The leak page associated with the domain www[.]landmarkmgtinc[.]com is attributed to the threat actor group “qilin” and publicly identifies the domain as a ransomware victim. The page’s content presents the domain as a property management firm that oversees 90 projects totaling 2,462 housing units across five states and highlights a long history—in the order of several decades of operation. The post date provided in the dataset is October 6, 2025; there is no explicit compromise date listed, so this timestamp is treated as the leak post date. The entry does not clearly state whether the attackers encrypted systems or exfiltrated data, nor does it disclose a ransom amount in the available fields. A claim URL is indicated, suggesting the attackers claim access or data exposure, but no monetary figure is provided in the data. The metadata notes the victim’s country as the United States, and while the industry field is not populated, the description centers on property management activities. The post also references a blog link and includes contact channels (a Jabber handle and an FTP credential) described in the body excerpt, though those contact details are redacted in the dataset.

The leak page contains a gallery of images—nineteen in total—likely representing internal documents or related visuals intended to accompany the claim. These image assets are hosted on a Tor onion service, indicating the use of dark web infrastructure for hosting media associated with the leak.
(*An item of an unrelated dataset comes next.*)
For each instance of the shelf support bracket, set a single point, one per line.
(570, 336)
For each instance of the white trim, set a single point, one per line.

The body excerpt further shows a short extract referencing the victim’s site and redacted contact information, along with a hashed identifier and an FTP-related detail, all of which are redacted in the public-facing data. No explicit ransom demand or encryption status is stated in the accessible fields (the income_or_ransom field is empty), and there is no downloadable material indicated in the metadata. Taken together, the page follows a typical ransomware leak pattern by evidencing data exposure through an image-backed gallery and contact artifacts, without presenting a concrete ransom figure in the supplied data.